Paige Riehl

The Fat Lady at the Dairy Barn

I ring up pop rockets, a Starburst, and a cherry dip cone for a little girl with blonde braids and sticky hands. While my fingers press the dirty numbers on the cash register, I watch her out of the corner of my eye. With her vanilla skin and that Smurfette shirt, no doubt the kid is cute. She kind of reminds me of myself when I was six. She struggles to unwrap a Starburst with one hand and licks the dip cone in the other. The cone tilts slightly to the left, not my greatest work, and she licks it into the Leaning Tower of Pisa.

“Hey, careful,” I say. I gave her a little extra since she’s so darn cute, but cute or not, she’d better not slop that cone on the floor. I slam the register drawer shut with my right hip and count out her change.

The door jingle-jangles, and for a couple of seconds there’s a mind-grinding blast of chainsaws. Through the fingerprinted window, I see a group of tree-removal guys zapping this lone tree in the corner of our Dairy Barn lot, smack in between our two driveway entrances that make a convenient U. Two guys are like tightrope walkers high in the half-dead branches, their bright vests glowing as the chips spray like burned-out fireworks. The tree blocks our view of the new SuperStop, which sits diagonally across the intersection and boasts 20-ounce blue raspberry Slurpees at a discount when the locals fill their rumbling pickups. All this noise is distracting.

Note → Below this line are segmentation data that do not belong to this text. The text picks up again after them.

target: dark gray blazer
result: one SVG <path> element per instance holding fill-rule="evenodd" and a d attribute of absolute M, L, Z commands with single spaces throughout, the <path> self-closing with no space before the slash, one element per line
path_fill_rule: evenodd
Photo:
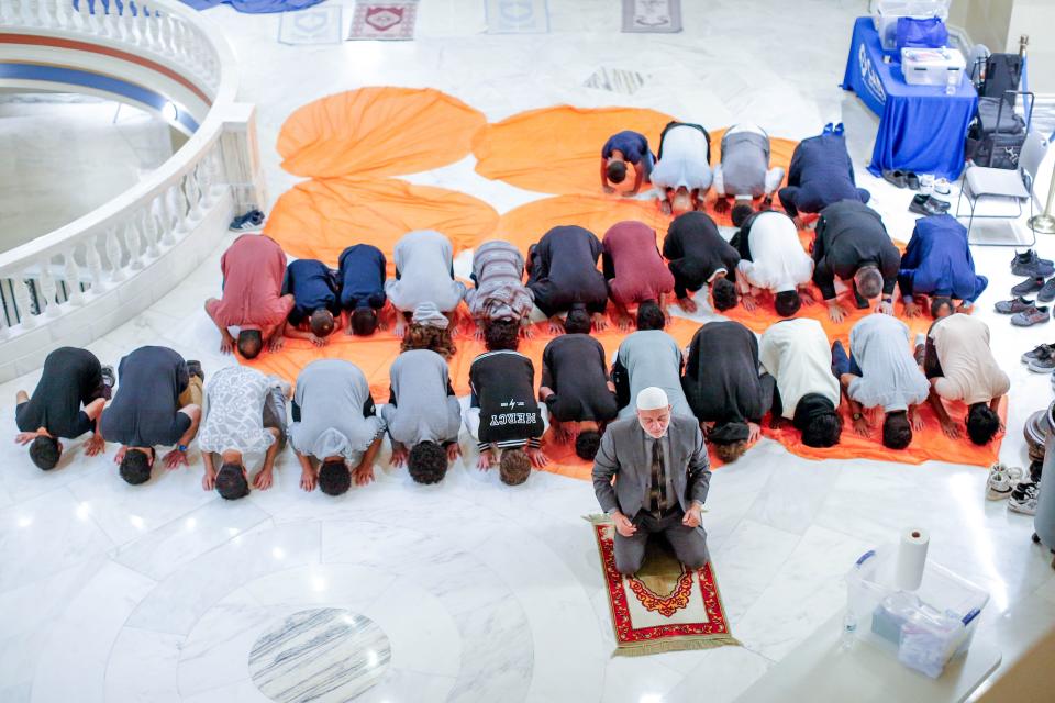
<path fill-rule="evenodd" d="M 667 466 L 682 511 L 693 501 L 703 503 L 711 483 L 710 459 L 703 433 L 695 417 L 670 417 L 670 456 Z M 606 513 L 618 507 L 630 518 L 644 506 L 652 481 L 652 457 L 645 456 L 645 431 L 637 416 L 613 422 L 604 431 L 593 458 L 593 492 Z M 684 467 L 684 468 L 682 468 Z M 612 486 L 612 477 L 615 484 Z"/>

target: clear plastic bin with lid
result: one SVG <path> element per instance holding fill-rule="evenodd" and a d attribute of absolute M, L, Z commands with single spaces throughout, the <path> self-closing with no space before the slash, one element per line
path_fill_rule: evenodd
<path fill-rule="evenodd" d="M 846 627 L 855 640 L 897 656 L 931 678 L 967 651 L 989 594 L 926 562 L 914 591 L 897 588 L 897 546 L 865 553 L 846 574 Z"/>
<path fill-rule="evenodd" d="M 885 52 L 898 47 L 898 18 L 948 19 L 952 0 L 871 0 L 871 19 Z"/>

Then, in walks this woman.

I swear to God my mouth falls open. I stop chipping the polish off my nails and just stare. I can only think of one word. F-A-T. Fat, fat, fat. In my entire 16 years, I’ve never seen anyone this fat. She has brown hair slicked back into a ponytail, and her face is massive bread dough with two blue eyes sunk deep between layers of shiny skin. There are rolls everywhere—her neck is deeply creased, her forearms are like giant sausages tied off at the wrists, and even her fingers seem about to burst under the pressure of stretching skin.

She stops under the sign that lists items for sale: Shrimp burger $.99, Hamburger $.45, Cheeseburger $.55, French Fries $.35, Cheese Curds, $.55, Chicken Drummies $1.50, and so on. Everything is deep-fried or regular fried. I step out of the opening of the window and watch from behind the glass wall that encases all of the candy treats and gum. She’s wearing one of those sleeveless sack dresses, a blue-jean material with a white tank top underneath, both of which are soaked with sweat in an arc under her armpit. The loose dress doesn’t hide her two massive breasts, and now I really know what they mean by spare tire. Spare tractor tire, most likely.

I’m trying not to stare, but Jesus, it’s hard.

She mouths the items while her hands dig in her jean purse. The pale skin on her upper arm jiggles in waves above the elbow. She drops a coin and leans to pick it up. I can’t help but start humming, “Fat bottomed girls you make the rockin’world go round ... ” even though I’m pretty sure this wasn’t the type of fat bottom Queen had in mind. Her shoulders are sunburned, bright red like raw meat, and her nose has a little stripe of red too. The rest of her is this milk pasty color like uncooked piecrust.

I suck hard on my grape slush. How many tons of cheese curds does a person have to eat to end up with gigantic calves? I’ve worked here since 1983, a year and a half now, and I’ve never seen anything like this before. Her bulging calves, completely absent of ankles, melt into white tennis shoes.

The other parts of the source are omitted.